"I don't want you to be the one who does this, Ryder."
Walking back to the side of the bed, I searched her face for the answer to why. Why couldn't I avenge the death of our child?
"What does it matter if it's me who does it? You'll be free and I would have protected you, finally."
"Is that what this is about to you? You being some big protector for sad, pathetic Serena?"
My emotions spun out of control after everything that had happened that day. "I promised to protect you and I failed! How do you think that makes me feel?"
Exhausted from my failure once again to protect her from being hurt, I sank down in the chair next to the bed and hung my head. I understood that she didn't want to be a victim anymore, but that didn't mean I didn't want to protect her because she was the woman I loved.
She gently stroked her hand across my back as I sat there hating what was happening to us. "Ryder, I don't need you to protect me. All I need from you is your love."
Looking back toward her, I asked, "What if I want to protect you? What if that means something important to me?"
Her hand trailed down my arm and she weaved her fingers through mine, squeezing our hands together. "There was a time that all I thought I needed was someone to protect me, first from my father and then from Oliver. In fact, if you had asked me this afternoon if I needed you to protect me, I would have said yes. But something happened when he pushed me down those stairs and I lost the baby. I woke up in this bed and all I knew for sure was I never wanted to feel that weak again. I never wanted to feel like I had no power ever again in my life. I won't."
I looked down at where our hands met and brought her fingertips to my lips in a kiss. "What does that mean for us? What am I if I'm not the one person you trust to protect you?"
She smiled for one of the first times since I'd entered her hospital room. "Equals, like a man and woman should be."
I didn't mind the idea of Serena being my equal.

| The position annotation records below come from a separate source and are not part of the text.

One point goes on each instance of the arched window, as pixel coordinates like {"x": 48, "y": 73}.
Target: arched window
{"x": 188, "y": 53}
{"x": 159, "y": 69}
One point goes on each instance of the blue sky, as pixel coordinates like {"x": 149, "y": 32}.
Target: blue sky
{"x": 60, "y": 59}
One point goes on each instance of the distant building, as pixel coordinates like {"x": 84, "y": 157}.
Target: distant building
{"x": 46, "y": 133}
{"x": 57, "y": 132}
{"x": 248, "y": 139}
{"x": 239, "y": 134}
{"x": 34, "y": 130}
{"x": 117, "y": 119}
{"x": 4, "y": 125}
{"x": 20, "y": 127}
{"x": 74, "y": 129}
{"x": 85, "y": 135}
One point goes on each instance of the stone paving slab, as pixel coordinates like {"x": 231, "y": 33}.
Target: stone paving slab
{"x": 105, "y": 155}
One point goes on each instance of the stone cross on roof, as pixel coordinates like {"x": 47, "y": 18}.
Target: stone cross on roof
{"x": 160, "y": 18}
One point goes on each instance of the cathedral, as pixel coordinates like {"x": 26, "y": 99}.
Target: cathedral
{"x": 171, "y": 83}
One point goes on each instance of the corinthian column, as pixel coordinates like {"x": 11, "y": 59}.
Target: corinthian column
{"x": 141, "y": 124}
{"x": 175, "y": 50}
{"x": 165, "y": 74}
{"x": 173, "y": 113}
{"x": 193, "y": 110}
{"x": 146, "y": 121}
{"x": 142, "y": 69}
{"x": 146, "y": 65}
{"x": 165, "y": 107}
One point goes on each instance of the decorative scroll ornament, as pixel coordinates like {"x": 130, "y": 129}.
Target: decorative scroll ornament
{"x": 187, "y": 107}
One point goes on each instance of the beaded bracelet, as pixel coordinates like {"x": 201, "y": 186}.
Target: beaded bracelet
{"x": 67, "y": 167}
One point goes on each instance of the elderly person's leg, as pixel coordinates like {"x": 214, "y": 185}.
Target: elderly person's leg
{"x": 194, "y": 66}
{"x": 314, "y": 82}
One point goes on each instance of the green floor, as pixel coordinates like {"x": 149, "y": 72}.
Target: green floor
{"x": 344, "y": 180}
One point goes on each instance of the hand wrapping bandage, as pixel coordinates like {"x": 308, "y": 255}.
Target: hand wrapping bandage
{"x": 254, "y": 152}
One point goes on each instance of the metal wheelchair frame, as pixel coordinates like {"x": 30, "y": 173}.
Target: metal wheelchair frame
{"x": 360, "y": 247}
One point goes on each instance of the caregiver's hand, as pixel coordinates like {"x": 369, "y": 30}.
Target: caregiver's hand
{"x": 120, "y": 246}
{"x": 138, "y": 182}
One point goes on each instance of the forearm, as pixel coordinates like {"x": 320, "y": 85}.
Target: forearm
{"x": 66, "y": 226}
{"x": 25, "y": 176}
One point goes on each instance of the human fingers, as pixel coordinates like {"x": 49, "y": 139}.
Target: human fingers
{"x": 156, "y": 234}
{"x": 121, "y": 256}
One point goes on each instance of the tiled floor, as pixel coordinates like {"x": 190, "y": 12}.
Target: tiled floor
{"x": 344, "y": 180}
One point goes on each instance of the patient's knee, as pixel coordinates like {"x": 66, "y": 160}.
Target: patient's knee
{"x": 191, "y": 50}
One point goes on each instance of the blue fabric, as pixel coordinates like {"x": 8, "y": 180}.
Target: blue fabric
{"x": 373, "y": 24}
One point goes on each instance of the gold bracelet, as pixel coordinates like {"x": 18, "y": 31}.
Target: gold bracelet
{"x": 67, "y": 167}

From the first moment she appeared at my room right after I arrived at the house, I'd thought she was far superior to me, and not only because she came from money and I came from The Pit. Something inside her made her sweeter and kinder than anyone I'd ever met. I wanted to have someone with those qualities in my life.
"You've always been better than me," I said quietly, slipping my hand from hers as I stood to walk to the window again.
"That's not true, and you know it. I'm just some poor little rich girl with a powerful father. At least that's all I've been, but now I want to be more. I want to be someone who has control over her life instead of being sold to the highest bidder and forced to live with other people's decisions."
As I gazed out at that place I imagined in the mountains where we could finally be free, I said, "You want to be like your father."
From behind me, she said, "Maybe I want to be like you."
Her answer made me chuckle. Turning back to face her, I asked, "Like a junkyard dog? You're not the biting type."
"Not the biting type but the type of person who has the power to say no."
Her newfound strength didn't frighten me, but I worried what she might want to say no to. Or who.
"I would never say no to you, Ryder, if that's what the look on your face means. You're the only person I know cares for me."
"So this is about having the power to get your revenge on Oliver? Because I meant what I said about revenge. I've seen what it does to people like you. It'll eat you up from the inside, Serena."
She placed her hands over her belly and nodded. "I want the chance to make him pay. I need to do this. I hope you can understand why."
Part of me did. Although I'd come around to wanting a child after she told me, Serena had lived with the baby inside her, something I could never truly feel. Whatever Oliver had taken away from me, he'd taken more from her when he decided to kill her and our baby.
But another part of me didn't want to think about how different things were for her and simply wanted to exact revenge on the man who had hurt the woman I loved and killed my child. That part didn't want to stand aside and let her do just that. That part wanted to look him dead in the eyes as the life drained out of his body so he'd know who he'd crossed before he left this world.
Accepting for the moment that Serena needed me to support her in this, I asked, "So what do you plan to do? I can't stand the idea that you're going to have to go back to that apartment and live in the same house as him. I don't trust that he won't try to kill you again."
"He won't. He pushed me down the stairs because of the baby," she answered as she fought back tears.
And for that one horrible act I'd someday get my revenge, even if it didn't mean killing him.